I’ve been living here for just over a year and have had lots of visitors of all sorts–those who love museums, those who love wine, those who just want to know what it’s like to live in Buenos Aires, those who want to shop, and those who love music. Here are ten things I would do with any of these visitors. There are, of course, hundreds of things to do in Buenos Aires, but these ten would give you a pretty good idea of the diversity of this amazing city.  

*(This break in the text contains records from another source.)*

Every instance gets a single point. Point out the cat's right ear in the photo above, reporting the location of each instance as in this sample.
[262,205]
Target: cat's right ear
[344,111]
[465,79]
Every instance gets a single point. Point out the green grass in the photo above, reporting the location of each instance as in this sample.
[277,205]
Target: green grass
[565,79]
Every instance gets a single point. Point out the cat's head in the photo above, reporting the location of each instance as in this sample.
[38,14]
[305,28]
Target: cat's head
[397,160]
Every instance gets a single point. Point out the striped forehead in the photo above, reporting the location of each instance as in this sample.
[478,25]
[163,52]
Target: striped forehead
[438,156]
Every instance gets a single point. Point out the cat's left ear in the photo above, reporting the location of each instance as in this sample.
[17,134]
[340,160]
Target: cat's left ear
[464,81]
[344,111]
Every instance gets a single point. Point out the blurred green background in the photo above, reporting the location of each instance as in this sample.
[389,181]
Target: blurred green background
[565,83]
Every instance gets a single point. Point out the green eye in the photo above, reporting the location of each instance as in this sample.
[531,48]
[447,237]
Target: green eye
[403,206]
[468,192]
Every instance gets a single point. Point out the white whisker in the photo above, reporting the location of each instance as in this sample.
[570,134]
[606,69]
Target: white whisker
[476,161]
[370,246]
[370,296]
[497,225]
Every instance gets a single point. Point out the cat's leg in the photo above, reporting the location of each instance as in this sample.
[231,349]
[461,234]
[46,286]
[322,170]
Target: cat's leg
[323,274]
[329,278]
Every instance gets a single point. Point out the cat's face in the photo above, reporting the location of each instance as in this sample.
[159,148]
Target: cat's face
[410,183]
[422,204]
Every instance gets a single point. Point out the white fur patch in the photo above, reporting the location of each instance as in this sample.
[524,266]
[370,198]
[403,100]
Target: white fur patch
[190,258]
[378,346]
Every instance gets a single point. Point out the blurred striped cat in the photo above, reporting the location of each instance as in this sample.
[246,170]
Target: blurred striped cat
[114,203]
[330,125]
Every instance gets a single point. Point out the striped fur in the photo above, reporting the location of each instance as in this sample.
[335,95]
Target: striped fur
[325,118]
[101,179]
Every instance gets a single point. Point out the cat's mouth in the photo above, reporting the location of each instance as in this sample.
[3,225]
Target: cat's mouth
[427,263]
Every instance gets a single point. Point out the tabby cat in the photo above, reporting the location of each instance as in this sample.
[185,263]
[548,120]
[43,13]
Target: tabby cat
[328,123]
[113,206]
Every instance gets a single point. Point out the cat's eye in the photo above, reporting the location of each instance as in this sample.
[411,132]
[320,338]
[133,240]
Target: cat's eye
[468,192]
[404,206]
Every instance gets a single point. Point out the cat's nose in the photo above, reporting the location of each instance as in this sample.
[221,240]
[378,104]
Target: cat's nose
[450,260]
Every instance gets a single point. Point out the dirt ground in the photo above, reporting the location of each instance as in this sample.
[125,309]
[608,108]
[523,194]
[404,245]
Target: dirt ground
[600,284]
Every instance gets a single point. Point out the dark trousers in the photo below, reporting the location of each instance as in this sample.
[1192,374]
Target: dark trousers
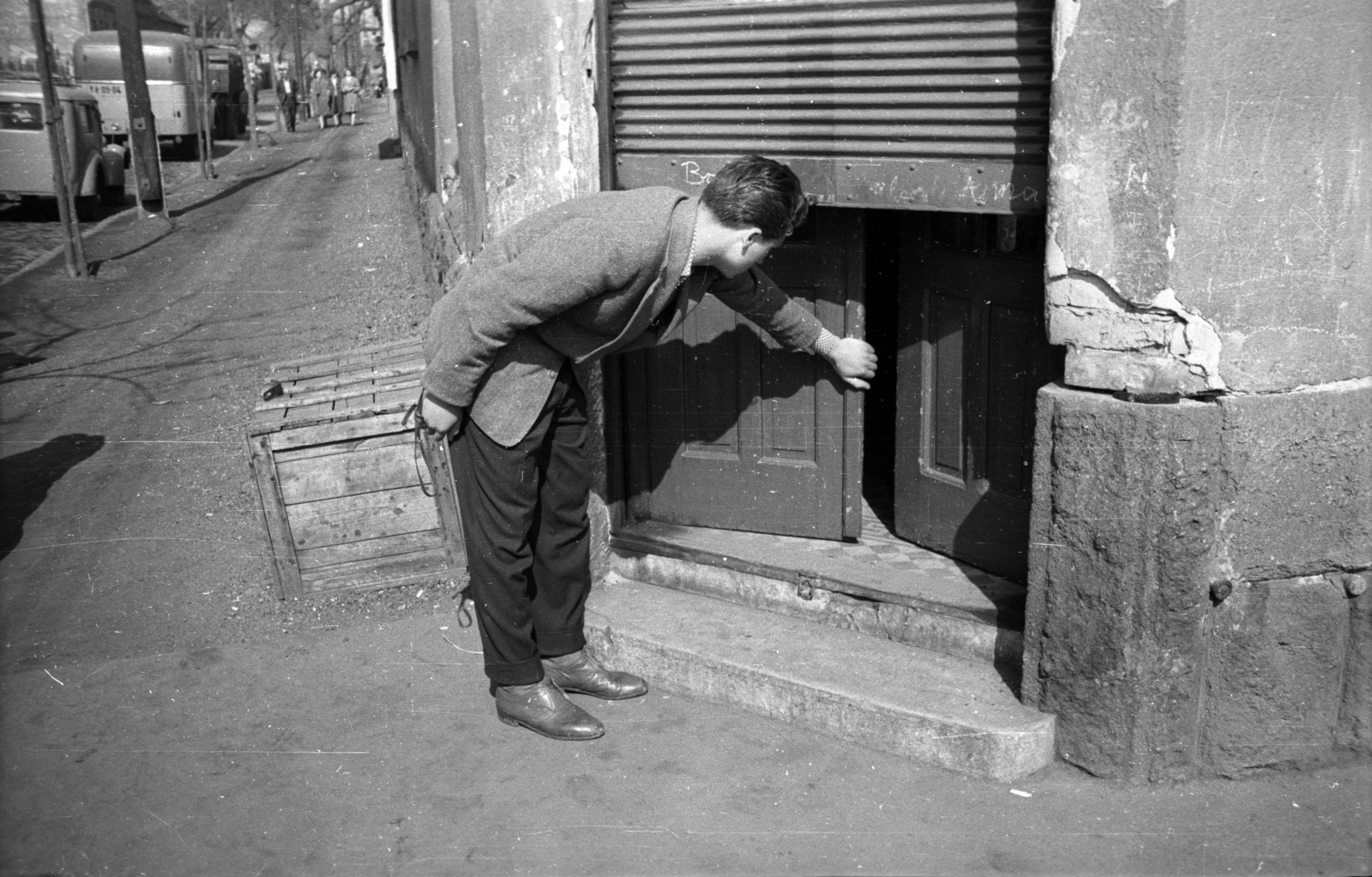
[526,530]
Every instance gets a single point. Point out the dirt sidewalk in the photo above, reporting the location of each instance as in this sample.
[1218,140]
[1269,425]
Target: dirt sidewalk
[164,714]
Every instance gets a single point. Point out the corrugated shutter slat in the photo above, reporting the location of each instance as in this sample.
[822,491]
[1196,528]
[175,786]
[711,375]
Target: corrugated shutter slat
[935,89]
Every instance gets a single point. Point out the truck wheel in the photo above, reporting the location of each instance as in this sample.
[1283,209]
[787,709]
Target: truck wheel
[88,206]
[111,195]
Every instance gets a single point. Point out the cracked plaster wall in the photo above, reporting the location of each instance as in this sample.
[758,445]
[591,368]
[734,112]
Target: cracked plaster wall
[1209,226]
[539,99]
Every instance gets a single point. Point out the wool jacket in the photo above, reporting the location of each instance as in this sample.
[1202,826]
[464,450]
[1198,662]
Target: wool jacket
[583,279]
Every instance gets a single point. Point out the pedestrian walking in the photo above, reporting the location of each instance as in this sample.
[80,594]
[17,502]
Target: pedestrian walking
[597,274]
[288,99]
[352,89]
[335,98]
[322,98]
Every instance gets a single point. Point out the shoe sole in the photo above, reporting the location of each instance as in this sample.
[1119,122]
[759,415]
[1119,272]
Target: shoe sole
[518,724]
[581,691]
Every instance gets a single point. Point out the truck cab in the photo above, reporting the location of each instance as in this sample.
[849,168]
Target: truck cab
[96,173]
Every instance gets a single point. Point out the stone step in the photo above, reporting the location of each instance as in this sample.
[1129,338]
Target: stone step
[933,708]
[960,619]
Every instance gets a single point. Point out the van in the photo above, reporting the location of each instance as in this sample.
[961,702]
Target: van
[27,157]
[173,66]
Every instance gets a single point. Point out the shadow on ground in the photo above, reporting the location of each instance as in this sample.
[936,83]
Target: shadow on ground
[27,477]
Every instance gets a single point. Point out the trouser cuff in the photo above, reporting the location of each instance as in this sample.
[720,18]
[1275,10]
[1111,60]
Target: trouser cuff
[523,673]
[562,643]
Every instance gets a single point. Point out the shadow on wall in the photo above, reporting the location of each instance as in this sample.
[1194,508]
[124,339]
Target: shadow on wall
[27,477]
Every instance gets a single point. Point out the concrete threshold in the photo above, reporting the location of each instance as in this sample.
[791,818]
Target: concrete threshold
[947,614]
[930,707]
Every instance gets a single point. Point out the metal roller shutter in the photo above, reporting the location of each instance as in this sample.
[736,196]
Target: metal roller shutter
[875,103]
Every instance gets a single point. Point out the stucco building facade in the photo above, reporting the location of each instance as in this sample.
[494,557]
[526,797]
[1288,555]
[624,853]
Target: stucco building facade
[1197,530]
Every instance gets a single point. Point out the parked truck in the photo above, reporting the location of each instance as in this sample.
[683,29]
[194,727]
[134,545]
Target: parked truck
[178,68]
[27,171]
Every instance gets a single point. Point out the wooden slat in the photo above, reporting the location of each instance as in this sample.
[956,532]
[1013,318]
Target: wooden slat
[367,442]
[304,399]
[327,357]
[274,518]
[335,381]
[315,560]
[328,369]
[367,470]
[363,516]
[326,433]
[423,564]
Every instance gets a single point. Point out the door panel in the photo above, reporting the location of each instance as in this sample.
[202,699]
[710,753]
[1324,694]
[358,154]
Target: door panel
[973,354]
[729,429]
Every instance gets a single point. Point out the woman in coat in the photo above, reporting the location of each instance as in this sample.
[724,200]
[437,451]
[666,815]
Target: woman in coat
[322,98]
[352,89]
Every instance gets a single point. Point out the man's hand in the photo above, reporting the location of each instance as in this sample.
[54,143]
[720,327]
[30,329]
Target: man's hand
[439,416]
[854,360]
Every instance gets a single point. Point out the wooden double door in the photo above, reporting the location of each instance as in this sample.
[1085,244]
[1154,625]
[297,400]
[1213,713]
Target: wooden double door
[724,429]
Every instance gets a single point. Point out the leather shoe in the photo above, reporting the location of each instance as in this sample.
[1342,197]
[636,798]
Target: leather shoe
[544,708]
[582,674]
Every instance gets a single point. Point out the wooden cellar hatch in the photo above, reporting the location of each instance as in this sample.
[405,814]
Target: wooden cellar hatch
[350,498]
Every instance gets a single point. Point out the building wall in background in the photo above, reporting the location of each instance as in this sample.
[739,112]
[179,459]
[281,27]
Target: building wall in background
[66,21]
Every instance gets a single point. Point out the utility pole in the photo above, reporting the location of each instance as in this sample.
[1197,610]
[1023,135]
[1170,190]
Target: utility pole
[299,57]
[57,146]
[203,100]
[146,158]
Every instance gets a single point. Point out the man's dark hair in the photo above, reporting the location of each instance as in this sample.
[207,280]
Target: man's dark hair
[755,191]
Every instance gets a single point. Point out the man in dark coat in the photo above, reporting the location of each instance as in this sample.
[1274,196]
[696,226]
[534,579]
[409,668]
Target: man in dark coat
[597,274]
[287,95]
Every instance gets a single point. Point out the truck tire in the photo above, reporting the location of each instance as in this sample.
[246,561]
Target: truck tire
[88,206]
[113,195]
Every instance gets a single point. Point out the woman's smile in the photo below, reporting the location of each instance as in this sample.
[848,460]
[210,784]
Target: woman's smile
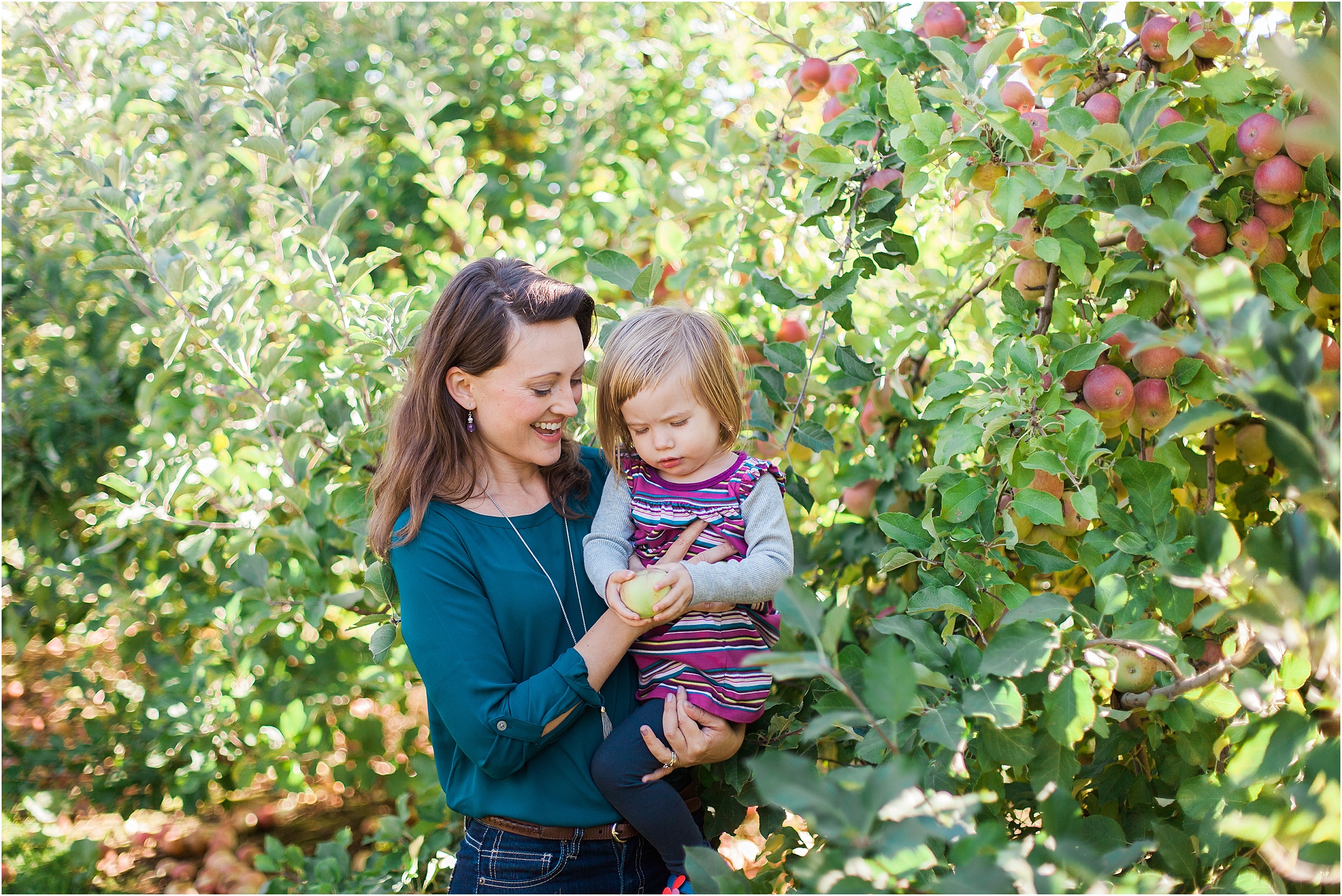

  1. San Telmo Antique Fair – On Sundays, San Telmo fills up with tourists and locals and vendors galore. The fair has grown in recent years so you’ll find much more than antiques, but in Plaza Dorrego it’s antiques only. The collections are fascinating. If the crowd starts to get to you, head off of Defensa (the main street through San Telmo) to Peru or Balcarce. Balcarce is a small street with some of the best preserved San Telmo architecture. Peru is more busy but there are several good cafes and bars where you can hide out until you’re ready to fight the crowds again. Whatever you do, don’t miss the old-fashioned market in San Telmo. it’s between Carlos Calvo and Estados Unidos just off of Defensa. Sifones 
  2. Tango at Confiteria Ideal (on Thursday for the orchestra) – My favorite tango experience because I don’t dance. If you’re a tango dancer, you’ll want to go elsewhere. But if you want to watch others dance and hear a live orchestra all set in a ballroom of faded decadence, Ideal is the place to go on a Thursday night when the live orchestra plays. Get there early enough to get a good seat (say 10:00 pm) or call to make a reservation. They’ll go all night. Tango Show 
  3. Cafe Tortoni (but not to eat) – Ok, so the food leaves a lot to be desired and in a city like Buenos Aires, there’s no sense eating mediocre food. But do go there for a coffee or a refreshing drink while you’re out and about in the downtown area. Cafe Tortoni takes you back in time. You’ll see tons of tourists taking pictures (inside and out), you may have to wait outside for table to free up (but not usually a long wait), and the wait staff is, well, rude. But once you get past that part, linger at your table as long as you like to watch the comings and goings and imagine you’re visiting Buenos Aires 100 years ago. Tortoni 
  4. Recoleta Cemetery and Avenida Alvear (visit the fancy hotels) – Obviously you have to visit the cemetery. It reminds me of cemeteries in New Orleans. Little cities of elegance and history. But you should also stroll down the street Alvear to see the mega-fashion houses (Gucci, Armani, the like), and to visit two hotels: Alvear Palace Hotel and the Park Hyatt. Alvear Palace Hotel is old-fashioned elegance while Park Hyatt is modern perfection.  Hyatt Entrance
  5. Milion (cocktails and appetizers with the hip crowd) – On Parana (1048 just off of Avenida Santa Fe), this is the place to go for cocktails. The attraction isn’t the cocktails themselves,  it’s the restored mansion that houses Milion. Sit down and imagine what it must have been like to live in such a place. Such elegance. The garden is stunning. The staircase to the garden is also, and it’s a good place to sit to have a drink if you happen to go when there are no tables available. Divine experience all around.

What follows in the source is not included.